Depuis le chœur de l'antiquité, jusqu'aux dramaturges poètes (Lorca) certains
dialogues relèvent de la poésie (Beckett, Anouilh, Ionesco, Giraudoux, Aloni, Levin)
ou sont franchement lyriques, comme certains passages du Meurtre d'Isaac, de Motti
Lerner, comme "Nous sommes les morts-vivant, la chanson de Shoulamit. Hanoch
Levin ou Beckett sont poétiques et profondes dans leur simplicité pure, leurs phrases
amputées. Outre les difficultés inhérentes à cette poésie théâtrale, ces auteurs posent
le défi de la traduction des allusions. Beckett abonde en allusions évidentes mais
aussi cachées, déformées ou tronquées à la Bible, au Nouveau Testament, à
Shakespeare etc. qui ne sont pas toujours faciles à identifier. Le traducteur ne peut les
ignorer. Dans cet esprit, je citerai un passage de Levin de "La promesse" dans La
reine de la salle de bain :
Je vous promets du sang et des larmes
Et je tiens parole
Si je vous promets du sang et des larmes,
C'est clair que c'est du sang et des larmes
Sans parler de la sueur.
De même, le chœur dans Le meurtre d'Isaac fait allusion à des versets bibliques
connus de tout spectateur israélien. Le public français ne les identifiera pas forcément
et j'ai choisi une traduction qui rendait le rythme incantatoire.

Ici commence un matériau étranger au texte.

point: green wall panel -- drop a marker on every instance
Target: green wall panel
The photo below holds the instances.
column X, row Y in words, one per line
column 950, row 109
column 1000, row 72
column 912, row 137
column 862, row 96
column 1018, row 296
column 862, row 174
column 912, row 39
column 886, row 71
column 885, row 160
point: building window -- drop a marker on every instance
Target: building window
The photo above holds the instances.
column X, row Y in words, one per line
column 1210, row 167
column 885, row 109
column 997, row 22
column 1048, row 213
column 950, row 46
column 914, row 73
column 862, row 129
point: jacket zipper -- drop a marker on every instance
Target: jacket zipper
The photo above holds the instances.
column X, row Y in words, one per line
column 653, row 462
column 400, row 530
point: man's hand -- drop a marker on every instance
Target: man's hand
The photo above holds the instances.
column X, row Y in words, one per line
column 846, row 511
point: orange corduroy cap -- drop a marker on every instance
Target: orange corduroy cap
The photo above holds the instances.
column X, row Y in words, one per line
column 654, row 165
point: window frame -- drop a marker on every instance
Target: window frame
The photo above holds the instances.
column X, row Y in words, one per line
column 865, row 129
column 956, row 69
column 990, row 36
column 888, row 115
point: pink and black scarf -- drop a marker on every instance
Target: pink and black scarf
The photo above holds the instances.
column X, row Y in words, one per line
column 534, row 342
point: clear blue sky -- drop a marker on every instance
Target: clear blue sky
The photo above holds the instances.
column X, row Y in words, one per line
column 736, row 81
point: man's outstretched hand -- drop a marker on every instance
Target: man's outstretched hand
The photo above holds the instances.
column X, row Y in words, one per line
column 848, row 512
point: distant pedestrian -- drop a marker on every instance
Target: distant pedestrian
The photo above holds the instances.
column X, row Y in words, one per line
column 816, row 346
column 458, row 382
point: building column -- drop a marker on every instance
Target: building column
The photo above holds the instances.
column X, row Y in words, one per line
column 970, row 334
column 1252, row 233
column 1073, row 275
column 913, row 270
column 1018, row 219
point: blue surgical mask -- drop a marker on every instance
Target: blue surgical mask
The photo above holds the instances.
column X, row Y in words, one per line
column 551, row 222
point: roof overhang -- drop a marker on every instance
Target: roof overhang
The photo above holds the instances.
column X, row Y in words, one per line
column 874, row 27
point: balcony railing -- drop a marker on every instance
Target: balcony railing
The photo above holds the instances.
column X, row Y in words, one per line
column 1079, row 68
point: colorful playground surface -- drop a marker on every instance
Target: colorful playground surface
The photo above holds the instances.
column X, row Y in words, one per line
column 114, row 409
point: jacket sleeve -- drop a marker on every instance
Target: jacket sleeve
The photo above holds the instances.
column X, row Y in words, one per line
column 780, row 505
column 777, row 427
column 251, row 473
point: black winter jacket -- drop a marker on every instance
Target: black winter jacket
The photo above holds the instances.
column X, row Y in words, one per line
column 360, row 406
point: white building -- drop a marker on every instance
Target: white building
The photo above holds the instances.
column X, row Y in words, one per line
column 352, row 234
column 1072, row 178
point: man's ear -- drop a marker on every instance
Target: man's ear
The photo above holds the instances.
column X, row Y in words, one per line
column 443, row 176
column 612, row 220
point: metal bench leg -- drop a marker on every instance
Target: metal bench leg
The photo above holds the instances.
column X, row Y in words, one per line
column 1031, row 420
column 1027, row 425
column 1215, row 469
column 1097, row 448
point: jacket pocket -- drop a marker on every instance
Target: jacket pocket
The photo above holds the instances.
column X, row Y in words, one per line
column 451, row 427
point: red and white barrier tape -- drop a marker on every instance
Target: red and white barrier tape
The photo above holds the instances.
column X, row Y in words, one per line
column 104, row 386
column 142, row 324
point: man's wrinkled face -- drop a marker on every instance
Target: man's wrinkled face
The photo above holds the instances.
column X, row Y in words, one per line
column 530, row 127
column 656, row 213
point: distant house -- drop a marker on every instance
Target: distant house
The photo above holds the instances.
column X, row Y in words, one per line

En conclusion, je dirai que le traducteur de pièces de théâtre dont être conscient des
particularités du medium théâtral et respecter cet art comme tel. Ceci implique non
seulement une investigation poussée par rapport à l'œuvre, mais aussi l'acceptation
que le texte qu'il produit n'est pas l'essentiel, le metteur en scène étant en droit de ne
pas le respecter à la lettre. Un bon traducteur doit aimer le théâtre et se considérer
comme un rouage de la réussite de la pièce, parmi bien d'autres.